Nach einer Choleraepidemie in London Mitte des 19. Jahrhunderts entwickelte der britische Arzt Dr. Snow die Theorie von lebenden, krankheitsverursachenden Organismen im Trinkwasser und bewirkte durch die Schließung einer öffentlichen Pumpe die Eindämmung der Seuche. Trotzdem dauerte es noch mehr als 100 Jahre, bis durch Roland Koch der Zusammenhang zwischen Bakterien und Krankheiten zuverlässig bewiesen und allgemein akzeptiert wurde.

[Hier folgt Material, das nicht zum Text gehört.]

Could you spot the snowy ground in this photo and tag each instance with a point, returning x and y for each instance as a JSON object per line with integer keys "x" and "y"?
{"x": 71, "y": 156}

War Hygiene zunächst der Schlüssel zur Vermeidung von Krankheiten, so lässt sich heute ein regelrechter Hygienewahn beobachten. Mit Werbespots werden bewusst Ängste vor Krankheiten geschürt. Insbesondere Mütter werden hier angesprochen, die am besten immer ein Desinfektionsspray in der Tasche haben sollten, um ihrem Nachwuchs auch unterwegs eine keimfreie Umgebung zu bieten. Dagegen unterstützen zahlreiche Experten die These, dass eine allzu keimfreie Umgebung eher dazu führt, dass Kinder keine Abwehrmechanismen entwickeln können und sie viel anfälliger für Krankheiten sind.
Auf der psychologischen Ebene kann der hohe Anspruch an Sauberkeit und Hygiene ebenfalls krank machen. Hinter zwanghaftem Waschen oder Putzen stecken bei den Betroffenen vordergründig ins Irrationale gesteigerte Ängste vor Schmutz und den Folgen mangelnder Hygiene, auf einer anderen Ebene aber auch Vermeidung von unerwünschten oder als ekelhaft empfundenen Gedanken und Erinnerungen.
Die Industrie weckt und befriedigt einen großen Bedarf an „Anti-Ekel-Produkten“: Nicht nur Schmutz und Bakterien müssen bekämpft werden, sondern auch Gerüche. Interessanterweise wurde zu Beginn dieser Entwicklung viel Wert darauf gelegt, dass durch die angebotenen Sprays Gerüche nicht übertüncht werden, sondern vollständig neutralisiert. Inzwischen sind diese Werbeaussagen weitgehend verschwunden, stattdessen werden Raumparfums, Duftkerzen und -sprays beworben. Es scheint, als wäre überhaupt kein Duft, also die völlige Neutralisation von Gerüchen, einfach zu wenig für das menschliche Wohlempfinden und das „Zuhause-Gefühl“.